To our left, a five-story factory burned in the dark. Flames leaped high into the sky. The fire didn’t crackle; it roared, sucking oxygen from the air around it. I wrapped myself in a poncho and lay on the gravel near the front tire to shield myself from the flickering light.
It was the sleep of the damned. I floated in a netherworld of dreams, memories, and sudden starts. Briefing the platoon. Fireballs. Ragged breathing. Take the shot. Blue cars. Tanks nearby. And the fire, burning, roaring, casting shadows across the palms.
Christeson shook me awake. “It’s been three hours, sir. The patrol’s on its way back in.”
I sat up and rubbed my head, shaking gravel from my hair. “What patrol?”
“Team Three, sir. They went to check out that tank.”
“What the fuck are you talking about?”
Down the road, near the platoon’s last Humvee, Sergeant Lovell and Doc Bryan were swearing softly in the darkness. Around them, the team sat on the pavement, stripping out of soaked, muddy boots and trousers. They looked as if they’d been wading in waist-deep water.
Stinetorf glanced up at me. “That fucking thing has probably been there ten years, sir. Couldn’t drive it out through that swamp if they wanted to.”
Slowly, I understood. Some of my dreams had not been dreams. The company operations chief, a senior enlisted man outside the platoon, had come to me and asked to send Lovell’s team out to investigate an Iraqi tank that had been spotted in a nearby palm grove. I pulled Sergeant Lovell aside and asked him what had happened.
“Ops chief came and told us to go look at some fucking tank out there in the grove. I told him half the fucking division rolled past it already and I only take orders from you and Gunny Wynn.”
I nodded, seeing where this was going.
“So he left and came back a couple minutes later. Said he talked to you and you OK’ed it. We mounted up and went out.”
I had given the order without even realizing it. “Sergeant Lovell, he came to me, but I was delirious and thought I was dreaming. I’m sorry.”

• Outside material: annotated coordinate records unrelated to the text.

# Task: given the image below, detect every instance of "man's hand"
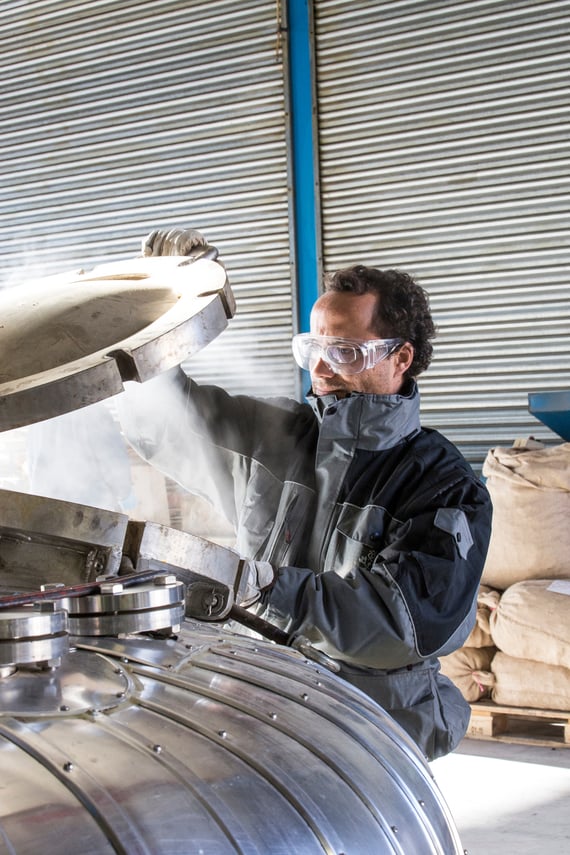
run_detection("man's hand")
[236,561,276,609]
[142,228,208,257]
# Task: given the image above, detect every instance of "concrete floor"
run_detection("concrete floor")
[431,739,570,855]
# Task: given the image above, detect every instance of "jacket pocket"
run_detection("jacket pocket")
[323,505,391,577]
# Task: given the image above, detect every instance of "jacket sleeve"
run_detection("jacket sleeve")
[264,476,491,669]
[116,367,310,525]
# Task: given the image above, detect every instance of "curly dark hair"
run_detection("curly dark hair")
[324,264,436,377]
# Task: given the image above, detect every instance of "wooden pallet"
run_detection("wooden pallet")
[466,701,570,748]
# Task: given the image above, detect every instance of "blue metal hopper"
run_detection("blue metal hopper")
[528,390,570,442]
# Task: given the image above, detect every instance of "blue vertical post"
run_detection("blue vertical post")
[287,0,322,394]
[287,0,321,332]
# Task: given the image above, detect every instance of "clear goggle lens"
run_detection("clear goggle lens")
[293,333,404,374]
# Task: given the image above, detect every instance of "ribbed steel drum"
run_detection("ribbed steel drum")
[0,239,462,855]
[0,621,462,855]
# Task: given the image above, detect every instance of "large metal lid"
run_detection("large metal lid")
[0,247,235,430]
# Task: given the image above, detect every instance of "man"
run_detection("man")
[118,229,491,759]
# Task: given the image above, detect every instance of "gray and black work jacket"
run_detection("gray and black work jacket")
[122,370,491,759]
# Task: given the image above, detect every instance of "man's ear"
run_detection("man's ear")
[394,341,414,376]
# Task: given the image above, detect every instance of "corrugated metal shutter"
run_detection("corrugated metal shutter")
[0,0,295,394]
[315,0,570,466]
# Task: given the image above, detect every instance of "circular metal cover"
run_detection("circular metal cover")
[0,247,235,430]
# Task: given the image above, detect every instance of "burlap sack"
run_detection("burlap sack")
[491,651,570,712]
[463,585,501,647]
[481,442,570,591]
[439,647,496,703]
[490,580,570,668]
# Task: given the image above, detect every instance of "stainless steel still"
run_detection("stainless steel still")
[0,236,462,855]
[0,604,461,855]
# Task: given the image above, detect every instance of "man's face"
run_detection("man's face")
[310,291,413,398]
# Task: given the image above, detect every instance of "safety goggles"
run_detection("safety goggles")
[293,333,404,374]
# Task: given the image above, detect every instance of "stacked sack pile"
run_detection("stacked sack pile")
[441,440,570,712]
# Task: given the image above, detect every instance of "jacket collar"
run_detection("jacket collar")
[307,380,420,450]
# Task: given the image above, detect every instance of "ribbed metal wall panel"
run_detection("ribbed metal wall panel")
[0,0,295,394]
[314,0,570,467]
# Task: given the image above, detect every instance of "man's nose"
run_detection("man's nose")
[311,356,336,377]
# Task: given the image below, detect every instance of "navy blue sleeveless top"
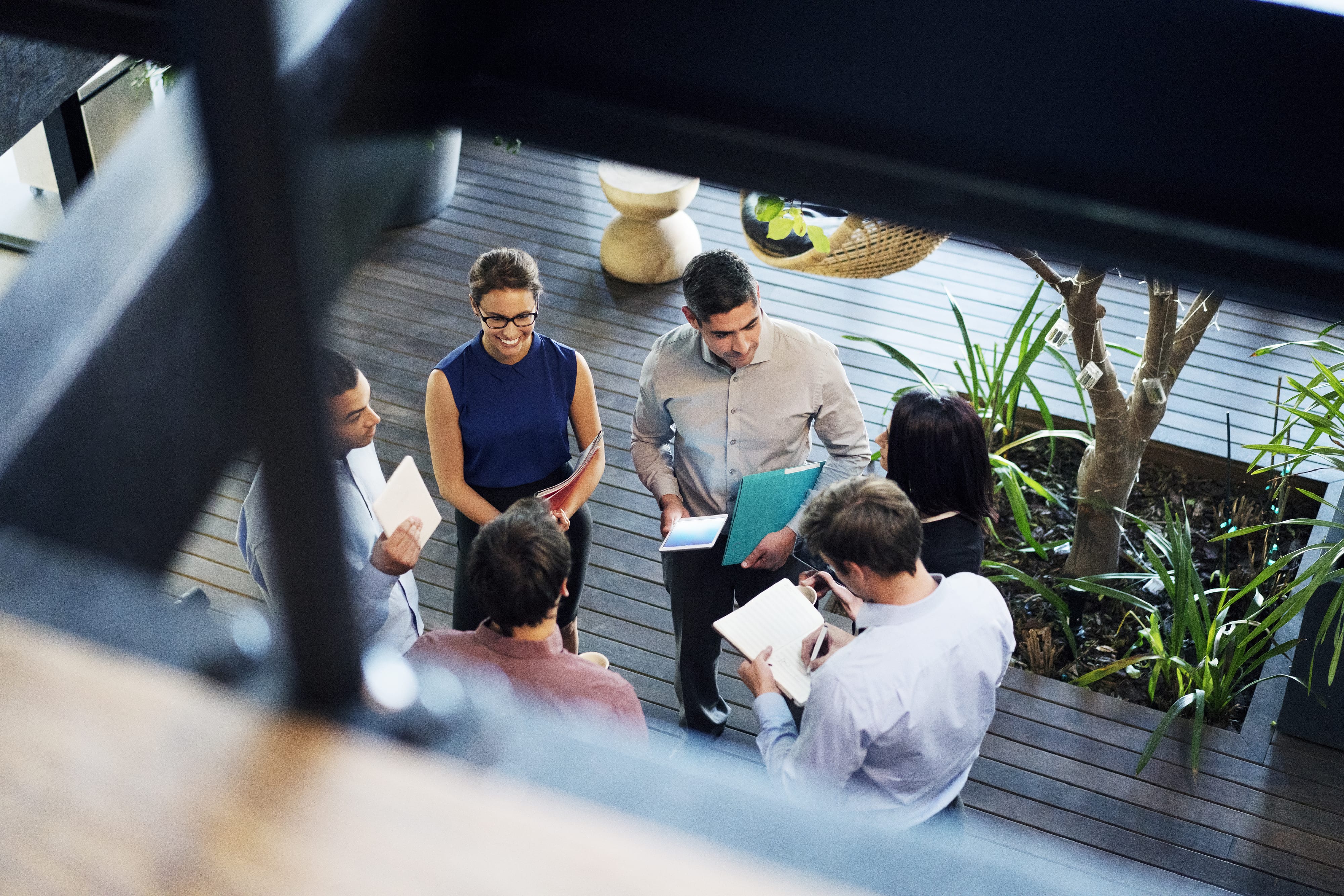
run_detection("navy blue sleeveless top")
[434,333,578,489]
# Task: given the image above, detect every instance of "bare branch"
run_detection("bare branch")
[1164,289,1223,379]
[1000,246,1071,298]
[1140,277,1180,386]
[1063,267,1129,431]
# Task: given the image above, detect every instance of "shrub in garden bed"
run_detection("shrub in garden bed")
[848,278,1322,768]
[985,442,1314,747]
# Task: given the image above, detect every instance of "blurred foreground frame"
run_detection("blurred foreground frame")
[0,0,1344,893]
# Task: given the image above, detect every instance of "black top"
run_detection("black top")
[919,513,985,575]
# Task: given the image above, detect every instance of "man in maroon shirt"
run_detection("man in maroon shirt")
[406,498,649,743]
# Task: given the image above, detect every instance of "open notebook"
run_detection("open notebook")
[374,454,444,548]
[714,579,824,707]
[536,430,603,510]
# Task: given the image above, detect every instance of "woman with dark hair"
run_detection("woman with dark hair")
[875,390,999,575]
[425,249,606,653]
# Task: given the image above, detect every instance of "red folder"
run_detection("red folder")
[536,430,602,510]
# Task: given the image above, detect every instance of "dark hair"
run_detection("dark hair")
[466,498,570,635]
[466,246,542,305]
[887,390,999,523]
[800,476,923,576]
[317,347,359,398]
[681,249,757,324]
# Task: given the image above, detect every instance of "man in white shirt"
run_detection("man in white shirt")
[739,477,1015,827]
[630,249,871,736]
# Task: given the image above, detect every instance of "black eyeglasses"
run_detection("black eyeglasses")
[477,312,540,329]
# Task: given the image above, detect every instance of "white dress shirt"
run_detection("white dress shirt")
[235,442,425,653]
[753,572,1015,827]
[630,310,871,532]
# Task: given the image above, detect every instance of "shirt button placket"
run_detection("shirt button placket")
[724,371,742,502]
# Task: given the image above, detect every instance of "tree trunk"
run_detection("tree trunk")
[1005,249,1223,578]
[1063,438,1148,576]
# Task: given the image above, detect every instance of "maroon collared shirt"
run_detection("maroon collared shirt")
[406,619,649,743]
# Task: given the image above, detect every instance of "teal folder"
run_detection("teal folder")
[723,463,825,566]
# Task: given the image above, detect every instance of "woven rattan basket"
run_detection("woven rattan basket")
[738,191,948,278]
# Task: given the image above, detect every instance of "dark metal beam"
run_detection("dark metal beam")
[0,0,425,708]
[42,94,93,206]
[184,0,362,711]
[0,0,179,63]
[0,34,109,153]
[347,0,1344,316]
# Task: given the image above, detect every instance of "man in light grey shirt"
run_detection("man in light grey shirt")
[235,348,425,653]
[739,477,1015,827]
[630,250,870,735]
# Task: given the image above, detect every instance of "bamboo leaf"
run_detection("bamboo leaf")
[942,283,980,403]
[1059,576,1157,613]
[1134,693,1195,775]
[1070,653,1161,688]
[845,336,941,395]
[995,430,1094,457]
[755,195,784,220]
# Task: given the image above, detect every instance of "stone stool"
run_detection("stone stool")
[597,161,700,283]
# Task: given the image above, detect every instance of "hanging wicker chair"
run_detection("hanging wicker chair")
[738,189,948,278]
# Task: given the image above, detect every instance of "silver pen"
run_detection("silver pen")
[808,625,828,669]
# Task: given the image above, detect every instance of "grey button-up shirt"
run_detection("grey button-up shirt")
[630,310,870,532]
[235,443,425,653]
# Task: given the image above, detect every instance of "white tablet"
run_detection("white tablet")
[659,513,728,551]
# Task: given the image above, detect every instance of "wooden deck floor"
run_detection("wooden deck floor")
[163,140,1344,893]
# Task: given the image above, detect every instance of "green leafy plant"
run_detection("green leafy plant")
[755,195,831,255]
[1059,504,1306,774]
[130,59,177,99]
[845,282,1091,556]
[1231,324,1344,684]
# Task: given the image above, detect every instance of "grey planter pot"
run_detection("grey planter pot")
[387,128,462,227]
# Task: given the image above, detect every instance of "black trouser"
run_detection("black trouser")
[663,529,802,735]
[453,463,593,631]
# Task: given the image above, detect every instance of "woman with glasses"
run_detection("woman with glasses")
[425,249,606,653]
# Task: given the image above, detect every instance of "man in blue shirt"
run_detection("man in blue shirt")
[237,348,425,653]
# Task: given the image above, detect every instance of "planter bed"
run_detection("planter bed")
[985,435,1324,731]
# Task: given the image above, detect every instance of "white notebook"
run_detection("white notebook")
[714,579,824,707]
[374,454,444,548]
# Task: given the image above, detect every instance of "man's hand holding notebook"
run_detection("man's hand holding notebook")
[714,579,823,707]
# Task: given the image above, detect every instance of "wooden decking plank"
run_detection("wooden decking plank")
[966,809,1232,896]
[464,141,1318,365]
[970,756,1234,860]
[989,709,1344,842]
[980,733,1344,869]
[962,780,1316,896]
[419,201,1269,459]
[1004,668,1259,762]
[1265,735,1344,790]
[433,168,1312,467]
[159,135,1344,893]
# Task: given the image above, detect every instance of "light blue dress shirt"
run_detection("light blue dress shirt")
[237,443,425,653]
[753,572,1015,827]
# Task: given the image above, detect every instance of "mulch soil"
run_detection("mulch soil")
[985,439,1316,731]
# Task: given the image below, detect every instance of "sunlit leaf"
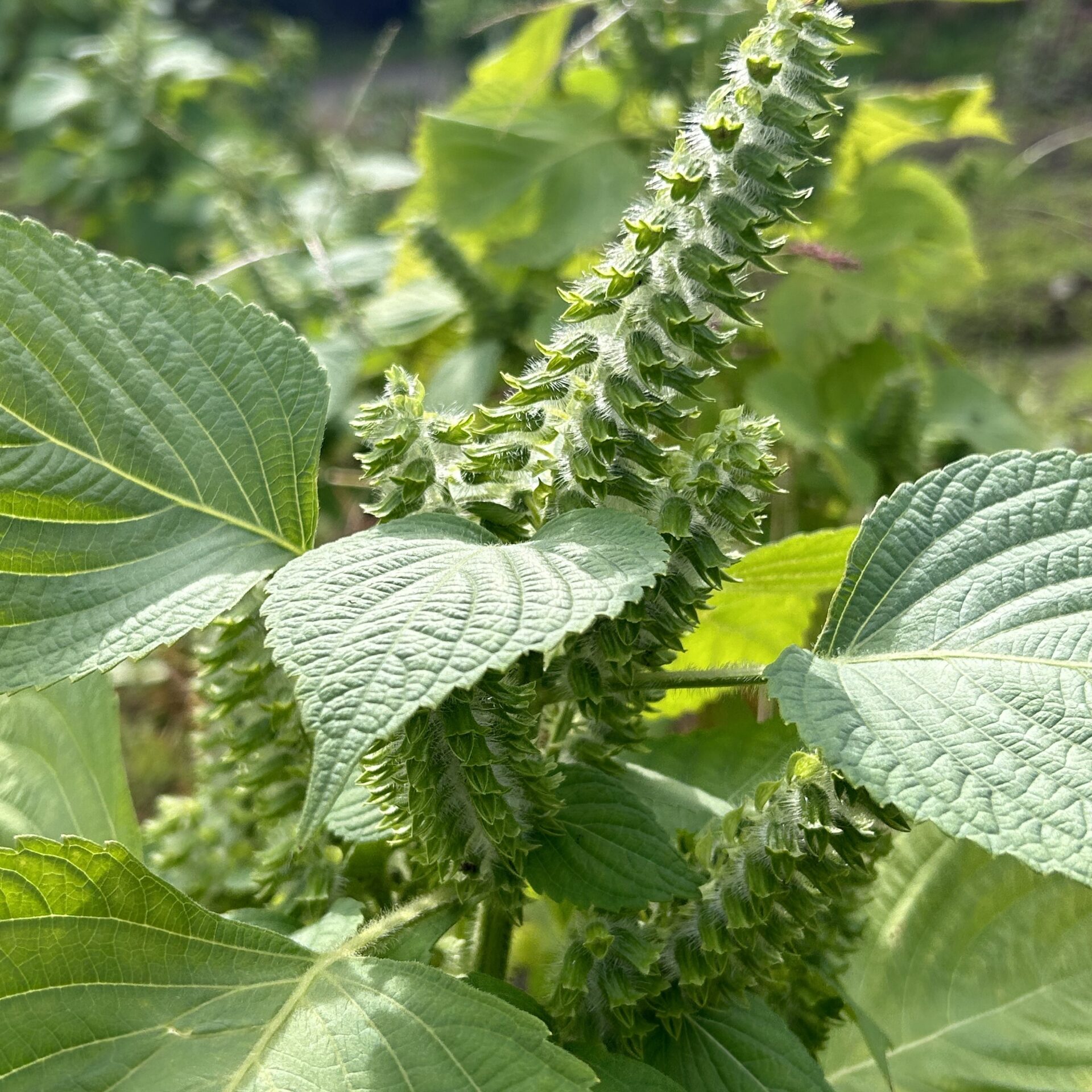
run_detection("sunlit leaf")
[822,826,1092,1092]
[0,216,326,690]
[263,509,667,831]
[0,675,141,855]
[769,451,1092,883]
[0,839,594,1092]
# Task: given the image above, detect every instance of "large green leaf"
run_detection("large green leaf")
[325,785,391,842]
[0,675,141,854]
[0,216,326,690]
[824,825,1092,1092]
[526,766,702,911]
[627,697,800,812]
[655,527,857,716]
[770,451,1092,882]
[569,1044,684,1092]
[644,997,830,1092]
[619,762,731,834]
[268,509,667,834]
[0,839,594,1092]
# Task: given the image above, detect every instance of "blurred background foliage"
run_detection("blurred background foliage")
[0,0,1092,930]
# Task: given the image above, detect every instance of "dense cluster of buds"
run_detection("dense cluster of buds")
[552,752,907,1054]
[145,595,344,921]
[363,673,559,915]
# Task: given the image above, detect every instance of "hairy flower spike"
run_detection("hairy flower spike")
[353,365,471,520]
[365,674,559,914]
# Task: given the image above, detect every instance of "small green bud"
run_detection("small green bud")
[584,921,614,959]
[747,53,781,88]
[656,167,706,204]
[701,114,744,152]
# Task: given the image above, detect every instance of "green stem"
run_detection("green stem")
[474,899,512,981]
[634,667,766,690]
[351,888,460,956]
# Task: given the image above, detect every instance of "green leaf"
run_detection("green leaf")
[368,902,466,963]
[619,762,731,834]
[0,839,594,1092]
[627,697,800,810]
[769,451,1092,882]
[7,60,95,132]
[0,675,141,855]
[403,5,644,268]
[839,991,895,1092]
[822,826,1092,1092]
[569,1044,684,1092]
[763,160,982,371]
[268,509,667,834]
[0,216,326,690]
[526,766,701,911]
[325,785,391,842]
[423,100,644,268]
[655,527,857,716]
[644,996,830,1092]
[832,76,1008,185]
[292,899,363,952]
[363,278,464,346]
[925,368,1037,456]
[466,971,552,1028]
[425,341,503,413]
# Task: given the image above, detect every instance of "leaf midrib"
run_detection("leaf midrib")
[2,395,305,557]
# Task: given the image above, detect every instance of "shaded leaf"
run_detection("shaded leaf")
[466,971,553,1028]
[833,76,1008,185]
[292,899,363,952]
[325,785,391,842]
[769,451,1092,882]
[763,160,982,370]
[7,60,94,132]
[569,1044,684,1092]
[627,697,800,810]
[0,839,594,1092]
[0,675,141,855]
[644,996,830,1092]
[0,216,326,690]
[619,762,731,834]
[822,826,1092,1092]
[262,509,666,834]
[526,766,701,911]
[655,527,857,716]
[363,278,464,346]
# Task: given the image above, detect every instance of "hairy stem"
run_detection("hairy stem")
[474,899,512,979]
[635,666,766,690]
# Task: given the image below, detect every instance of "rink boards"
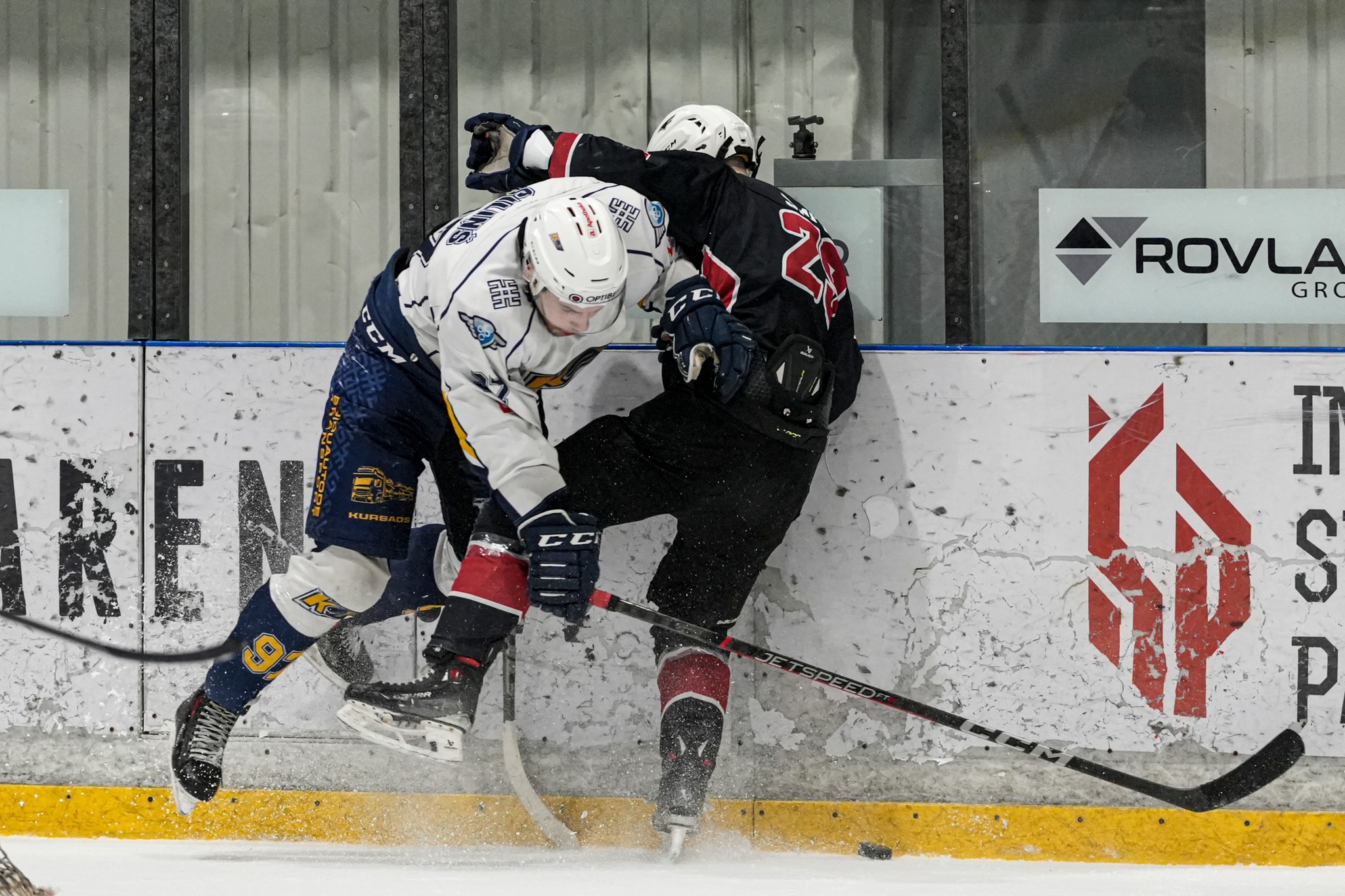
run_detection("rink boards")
[0,344,1345,760]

Gunny Wynn was sitting by the radio when I returned to the Humvee. “I’m losing my mind, Mike. Losing my fucking mind.”
32
T
HE CHAPLAIN’S VOICE DRONED, but I paid no attention. I was focused on the dusty pair of combat boots flanking an M4 stuck muzzle-first in the dirt. Horsehead was dead. We’d heard rumors earlier in the day of Fifth Marines getting in a firefight. Horsehead had been wounded, badly wounded, or evacuated, with no further details. But he couldn’t have been killed. First sergeants don’t die in combat; that’s for corporals and lieutenants to do. Besides, Smith was a common last name. There must have been hundreds of Smiths in the Marine Corps, probably even a bunch of First Sergeant Smiths. But no. First Sergeant Edward Smith, Horsehead, a recon legend doing a tour in the grunts before retiring, was dead.